| Canadian Press: Pot doesn't
cause lung cancer, researcher says
Pot
doesn't cause lung cancer, researcher says Also doesn't
seem to cause emphysema or birth defects, Senate hearing
told.
OTTAWA (CP) - Smoking marijuana does not seem to cause
lung cancer, emphysema or cause birth anomalies in
fetuses, a prominent U.S. researcher told a
Senatecommittee Monday.
John P. Morgan of City University of New York Medical
School said heavy marijuana smokers do show some symptoms
of lung damage, such as coughing, frequent colds and
bronchitis, but not the life-threatening conditions seen
among tobacco smokers.
''We are some 30 to 40 years into this marijuana epidemic
and still have not seen evidence of pulmonary cancer in
marijuana smokers.'' He was speaking before a special
Senate committee reassessing federal legislation and
polices on marijuana.
Morgan said there are reasons to believe the heavy smoker
of cannabis will not succumb to emphysema, a condition
frequent among cigarette smokers.
He said cannabis contains just as many harmful compounds
and irritants as tobacco, but even heavy marijuana
smokers - those who consume four to six joints daily -
don't smoke nearly as much as tobacco smokers. ''The
critical issue is the amount of smoke inhaled.''
He said marijuana smokers have slightly more respiratory
complaints than non-smokers, but the difference is so
small that it is of no practical significance.
Morgan also criticized research purporting to show fetal
damage among women who smoke marijuana and scoffed at the
theory that marijuana is a gateway leading to hard drugs.

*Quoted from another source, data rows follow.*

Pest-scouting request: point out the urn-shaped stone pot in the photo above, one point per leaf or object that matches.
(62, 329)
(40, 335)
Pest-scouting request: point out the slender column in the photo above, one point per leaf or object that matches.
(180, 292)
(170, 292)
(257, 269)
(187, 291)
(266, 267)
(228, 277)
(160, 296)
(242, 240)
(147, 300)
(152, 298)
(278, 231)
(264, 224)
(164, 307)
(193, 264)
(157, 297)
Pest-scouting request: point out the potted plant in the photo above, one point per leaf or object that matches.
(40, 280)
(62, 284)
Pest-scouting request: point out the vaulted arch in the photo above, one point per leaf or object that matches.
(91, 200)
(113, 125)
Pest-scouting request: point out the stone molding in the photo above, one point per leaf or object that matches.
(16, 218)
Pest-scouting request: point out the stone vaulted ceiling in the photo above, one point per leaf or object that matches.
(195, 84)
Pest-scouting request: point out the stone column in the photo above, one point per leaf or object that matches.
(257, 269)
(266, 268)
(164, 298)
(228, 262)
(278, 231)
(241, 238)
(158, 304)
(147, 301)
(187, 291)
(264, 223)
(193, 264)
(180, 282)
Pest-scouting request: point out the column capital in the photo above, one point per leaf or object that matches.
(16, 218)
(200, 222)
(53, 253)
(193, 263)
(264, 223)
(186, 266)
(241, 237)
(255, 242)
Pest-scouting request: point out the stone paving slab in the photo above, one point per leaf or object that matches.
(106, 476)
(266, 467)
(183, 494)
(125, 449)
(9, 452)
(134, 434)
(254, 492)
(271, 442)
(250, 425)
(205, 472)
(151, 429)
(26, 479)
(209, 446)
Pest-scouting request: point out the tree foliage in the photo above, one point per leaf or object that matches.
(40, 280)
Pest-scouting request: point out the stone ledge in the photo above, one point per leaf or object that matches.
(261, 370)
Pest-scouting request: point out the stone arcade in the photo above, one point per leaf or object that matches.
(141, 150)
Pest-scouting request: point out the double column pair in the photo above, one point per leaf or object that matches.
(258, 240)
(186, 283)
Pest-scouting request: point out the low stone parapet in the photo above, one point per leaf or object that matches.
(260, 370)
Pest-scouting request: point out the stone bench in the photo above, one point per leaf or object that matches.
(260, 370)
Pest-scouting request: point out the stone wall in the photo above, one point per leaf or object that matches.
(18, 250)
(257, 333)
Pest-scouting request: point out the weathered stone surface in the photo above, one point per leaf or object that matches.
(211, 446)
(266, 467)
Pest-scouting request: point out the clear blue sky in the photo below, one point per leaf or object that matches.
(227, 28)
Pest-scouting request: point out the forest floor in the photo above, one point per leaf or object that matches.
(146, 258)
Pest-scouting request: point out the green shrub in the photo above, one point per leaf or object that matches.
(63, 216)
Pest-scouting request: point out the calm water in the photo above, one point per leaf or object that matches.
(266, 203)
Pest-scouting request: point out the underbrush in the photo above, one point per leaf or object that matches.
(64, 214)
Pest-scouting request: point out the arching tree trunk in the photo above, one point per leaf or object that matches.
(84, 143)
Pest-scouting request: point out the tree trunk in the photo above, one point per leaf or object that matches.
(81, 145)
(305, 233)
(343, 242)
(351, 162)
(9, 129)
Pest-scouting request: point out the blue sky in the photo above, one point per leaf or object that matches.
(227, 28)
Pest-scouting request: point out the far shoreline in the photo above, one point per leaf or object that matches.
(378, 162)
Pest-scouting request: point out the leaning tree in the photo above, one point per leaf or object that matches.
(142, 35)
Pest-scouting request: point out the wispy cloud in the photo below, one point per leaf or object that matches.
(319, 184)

''Many critics in the United States have decided that
marijuana incites some biochemical trance that leads
people to tramp the streets looking for heroin and
cocaine.''
But statistics show that most marijuana smokers never go
on to other drugs, he said. ''There is no gateway, there
is no credible gateway theory.'' He said prohibition of
marijuana only makes young people more interested in
trying it.
Rates of marijuana use in The Netherlands, where the drug
is freely available, he said, are lower than in the
United States where it is banned. He attributed
opposition to decriminalization of marijuana to what he
called ''the drug-law industrial complex'' in the United
States. ''I don't believe anyone should go to jail for
using a psychoactive substance,'' Morgan told the
committee.
The committee's hearings continue.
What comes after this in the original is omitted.